Sur le fumier du monde, la mort, gorgée des moelles pourries de l’humanité, règne triomphante et totale, devenue elle-même le fabuleux pommier violé. Rops fut là soudain le scoliaste d’une théologie inconnue et qui soulignait les versets sacrés d’une glose ampliative et hérétique. On croit entendre le rire même de l’Esprit négateur ruinant, en ayant l’air de l’accepter, l’exécrable légende biblique ; et alors c’est bien encore l’éden, mais un éden saccagé par l’illogisme et tout grouillant des larves de la putréfaction, comme si le Maître universel de la vie, reconnaissant son erreur, tout à coup replongeait aux limbes le monde.

N’abandonnez pas trop vite cette redoutable image ; elle est irréligieuse ;


DÉTRITUS HUMAIN.



elle met fumer dans les cassolettes liturgiques une pincée de braises diaboliques ; elle est l’un des feuillets de l’énorme pamphlet où graduellement s’est assombri le crépuscule des dieux. Elle prend là, pour un artiste comme l’est de Rops, une importance liminaire qui en fait le frontispice, non point d’un livre déterminé, mais de l’Œuvre entier de la damnation, avec la mort debout au seuil, symbole ironique et suprême. Celle-ci sera désormais un des comparses assidus de qui, sous des masques divers, héroïques et bouffons, il requerra l’office de protagoniste dans la prodigieuse tragi-comédie érotique et macabre qu’il laissera après lui. On l’y verra, histrionne fardée en falbalas ou vestale impudique attisant la marmite de Satan, vieille sorcière s’ébrasant aux fornications, goule et vampire, pierreuse et princesse, toute la chiennerie des carrefours et la théorie des pauvres archanges aux ailes rompues, parader en personne sur les tréteaux, faire le boniment et tenir les rôles bas et grands, les lubriques, les torturés, les hilares, les diaboliques, si bien que, sous tous les déguisements et toutes les grimaces, c’est toujours elle, la camarde, avec son ami le diable, qui emplit la scène de ses cabrioles, de ses fureurs, de ses grincements de dents et de ses simulacres d’agonie où elle se raille et se dupe elle-même. Sur les grils, sur les chevalets et sur les divans, vous l’entendrez se lamenter et hurler et râler avec la bouche de l’amour, dans des attitudes qui sont un défi à l’amour. Ainsi l’aura voulu le caprice du maître, de ce maître en qui il y eut, à un degré vertigineux, le goût des baisers, de la perdition et de la mort et qui fit si bien les affaires du diable qu’en semant par les chemins du monde l’ivraie maudite, il parut être lui-même de sa parenté.

Personne n’eut au même degré le sens du terrible et de l’impur.
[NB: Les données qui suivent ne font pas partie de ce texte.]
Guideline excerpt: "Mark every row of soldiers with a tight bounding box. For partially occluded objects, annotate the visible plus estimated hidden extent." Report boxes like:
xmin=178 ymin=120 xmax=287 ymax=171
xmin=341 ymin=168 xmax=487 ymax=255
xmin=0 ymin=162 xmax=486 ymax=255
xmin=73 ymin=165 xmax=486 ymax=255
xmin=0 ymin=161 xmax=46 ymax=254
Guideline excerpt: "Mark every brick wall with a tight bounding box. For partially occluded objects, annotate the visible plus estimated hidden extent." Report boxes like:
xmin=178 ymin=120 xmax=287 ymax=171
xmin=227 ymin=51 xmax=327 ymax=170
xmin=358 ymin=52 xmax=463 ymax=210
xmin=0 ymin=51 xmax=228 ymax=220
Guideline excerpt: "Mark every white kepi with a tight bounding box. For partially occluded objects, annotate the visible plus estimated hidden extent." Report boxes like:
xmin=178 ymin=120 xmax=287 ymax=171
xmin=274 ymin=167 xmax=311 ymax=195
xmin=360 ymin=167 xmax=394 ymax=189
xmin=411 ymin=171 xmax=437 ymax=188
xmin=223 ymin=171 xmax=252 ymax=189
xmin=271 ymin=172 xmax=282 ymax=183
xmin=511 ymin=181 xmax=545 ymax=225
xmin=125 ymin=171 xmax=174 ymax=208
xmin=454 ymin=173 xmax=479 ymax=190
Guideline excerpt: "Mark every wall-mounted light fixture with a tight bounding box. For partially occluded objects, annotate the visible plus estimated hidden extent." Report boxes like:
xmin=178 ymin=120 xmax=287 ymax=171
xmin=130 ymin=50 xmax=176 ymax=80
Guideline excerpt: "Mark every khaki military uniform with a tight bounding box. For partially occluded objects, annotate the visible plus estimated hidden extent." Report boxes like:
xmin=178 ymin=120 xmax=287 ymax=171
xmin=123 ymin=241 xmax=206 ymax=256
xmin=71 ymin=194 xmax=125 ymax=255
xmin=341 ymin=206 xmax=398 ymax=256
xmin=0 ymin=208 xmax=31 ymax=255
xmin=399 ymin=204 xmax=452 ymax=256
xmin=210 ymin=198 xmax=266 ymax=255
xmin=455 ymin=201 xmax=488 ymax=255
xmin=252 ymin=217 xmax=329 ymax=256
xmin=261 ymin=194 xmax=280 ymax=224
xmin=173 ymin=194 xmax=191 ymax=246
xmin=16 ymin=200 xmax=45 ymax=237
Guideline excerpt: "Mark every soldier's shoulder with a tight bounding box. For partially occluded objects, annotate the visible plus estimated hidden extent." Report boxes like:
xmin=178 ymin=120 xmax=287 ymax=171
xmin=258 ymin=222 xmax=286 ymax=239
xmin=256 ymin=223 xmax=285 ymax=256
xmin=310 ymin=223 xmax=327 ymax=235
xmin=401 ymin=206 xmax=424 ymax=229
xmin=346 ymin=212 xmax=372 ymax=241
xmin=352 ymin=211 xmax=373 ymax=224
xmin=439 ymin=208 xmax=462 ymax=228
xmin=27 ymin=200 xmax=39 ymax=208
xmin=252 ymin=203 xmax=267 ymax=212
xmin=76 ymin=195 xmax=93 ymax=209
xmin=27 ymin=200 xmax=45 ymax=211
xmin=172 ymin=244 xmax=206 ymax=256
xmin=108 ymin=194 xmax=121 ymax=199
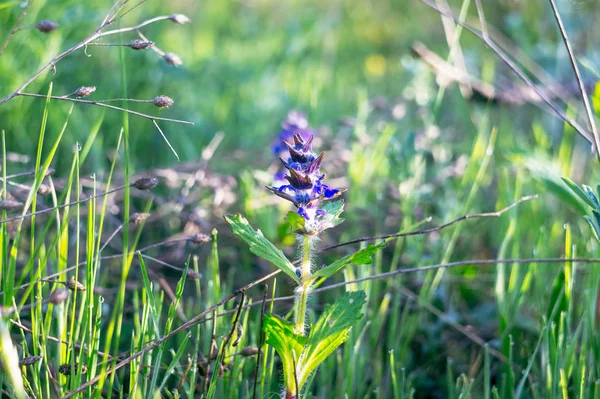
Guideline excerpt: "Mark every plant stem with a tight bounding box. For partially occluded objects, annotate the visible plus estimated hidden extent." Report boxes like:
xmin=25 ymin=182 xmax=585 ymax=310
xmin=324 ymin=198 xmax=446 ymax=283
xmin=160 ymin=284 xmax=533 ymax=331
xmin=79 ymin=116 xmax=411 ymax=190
xmin=294 ymin=234 xmax=312 ymax=335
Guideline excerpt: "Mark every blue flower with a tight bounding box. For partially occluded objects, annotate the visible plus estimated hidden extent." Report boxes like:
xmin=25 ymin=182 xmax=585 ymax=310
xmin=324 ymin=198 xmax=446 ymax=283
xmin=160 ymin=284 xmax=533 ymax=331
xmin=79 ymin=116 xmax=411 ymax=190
xmin=272 ymin=110 xmax=312 ymax=156
xmin=267 ymin=132 xmax=345 ymax=221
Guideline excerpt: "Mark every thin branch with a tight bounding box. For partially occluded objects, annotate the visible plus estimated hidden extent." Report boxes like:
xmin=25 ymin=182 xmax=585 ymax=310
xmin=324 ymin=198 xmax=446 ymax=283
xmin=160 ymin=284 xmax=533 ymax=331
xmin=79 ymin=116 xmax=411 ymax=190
xmin=215 ymin=292 xmax=246 ymax=370
xmin=62 ymin=270 xmax=280 ymax=399
xmin=252 ymin=284 xmax=269 ymax=399
xmin=211 ymin=258 xmax=600 ymax=323
xmin=420 ymin=0 xmax=594 ymax=144
xmin=0 ymin=184 xmax=133 ymax=224
xmin=137 ymin=30 xmax=166 ymax=57
xmin=475 ymin=0 xmax=490 ymax=40
xmin=10 ymin=319 xmax=112 ymax=360
xmin=0 ymin=0 xmax=35 ymax=57
xmin=317 ymin=194 xmax=539 ymax=253
xmin=0 ymin=8 xmax=183 ymax=107
xmin=99 ymin=14 xmax=170 ymax=37
xmin=101 ymin=0 xmax=129 ymax=25
xmin=15 ymin=93 xmax=194 ymax=125
xmin=152 ymin=119 xmax=179 ymax=161
xmin=0 ymin=236 xmax=195 ymax=295
xmin=119 ymin=0 xmax=147 ymax=18
xmin=548 ymin=0 xmax=600 ymax=160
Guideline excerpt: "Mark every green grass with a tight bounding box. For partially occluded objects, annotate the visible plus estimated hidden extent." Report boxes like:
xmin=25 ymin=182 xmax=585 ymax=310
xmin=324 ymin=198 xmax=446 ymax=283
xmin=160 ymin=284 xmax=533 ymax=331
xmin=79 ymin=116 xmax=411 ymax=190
xmin=0 ymin=0 xmax=600 ymax=398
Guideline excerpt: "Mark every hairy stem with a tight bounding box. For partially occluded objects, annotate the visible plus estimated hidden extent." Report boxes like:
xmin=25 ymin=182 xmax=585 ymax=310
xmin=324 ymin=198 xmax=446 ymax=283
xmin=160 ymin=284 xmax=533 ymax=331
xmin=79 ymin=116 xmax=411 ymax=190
xmin=294 ymin=234 xmax=312 ymax=335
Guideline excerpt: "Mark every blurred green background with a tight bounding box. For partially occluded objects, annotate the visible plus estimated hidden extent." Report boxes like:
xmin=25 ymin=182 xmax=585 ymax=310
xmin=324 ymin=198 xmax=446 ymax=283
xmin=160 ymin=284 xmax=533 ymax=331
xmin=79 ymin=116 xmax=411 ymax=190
xmin=0 ymin=0 xmax=600 ymax=398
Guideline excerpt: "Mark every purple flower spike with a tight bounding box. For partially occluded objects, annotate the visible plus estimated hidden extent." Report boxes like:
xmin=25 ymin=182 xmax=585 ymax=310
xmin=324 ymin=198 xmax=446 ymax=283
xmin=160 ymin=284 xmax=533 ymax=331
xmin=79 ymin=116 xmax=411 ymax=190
xmin=273 ymin=110 xmax=312 ymax=155
xmin=267 ymin=130 xmax=346 ymax=227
Son œuvre est comme un cirque où belluaires et fauves s’entre-battent, où sous la dent des tigres et des lions, s’agenouillent les âmes martyres et où là-haut, sur son trône fait d’ossements, hiératique et droite, domine la grande femelle impudique, la ténébreuse Astarté nourrie des péchés du genre humain et elle-même pareille à l’amour et à la mort. Ensemble, une et trois, il les bafoue d’un culte ironique ; il semble triompher de l’idole éternelle, mais pour mieux s’asservir à elle, il ramasse, pour l’en fouailler d’un geste qui finit en caresse, les roses sanglantes et noires germées à ses pieds dans la nuit des tombeaux. À mesure, c’est comme un envoûtement où il ne s’appartient plus et où il lui faut renoncer à la joie des êtres et de la vie. On n’a pas vu assez quelle âme triste se cache sous le rire aride et glacé de ses bacchanales et de quel poids lourd alors la désespérance des âges l’inclinera vers un nostalgique retour au temps des « Danses de morts ». C’est qu’on ne joue pas impunément avec la mort et que peut-être, après l’avoir narguée cent fois et avoir fait d’elle le spectre ridicule aux tempes couronnées de fleurs en papier et qu’on fait danser à la corde, il subit le sort par lequel elle se venge de ses téméraires contempteurs. Lui-même est envoûté : il est le possédé de toutes les possessions : dans le diable-au-corps de son art génital et tragique, il extravase le diable qu’il porte en soi. Il est le propre officiant de ses Messes noires. Il est bien le dernier grand artiste catholique du rituel impur.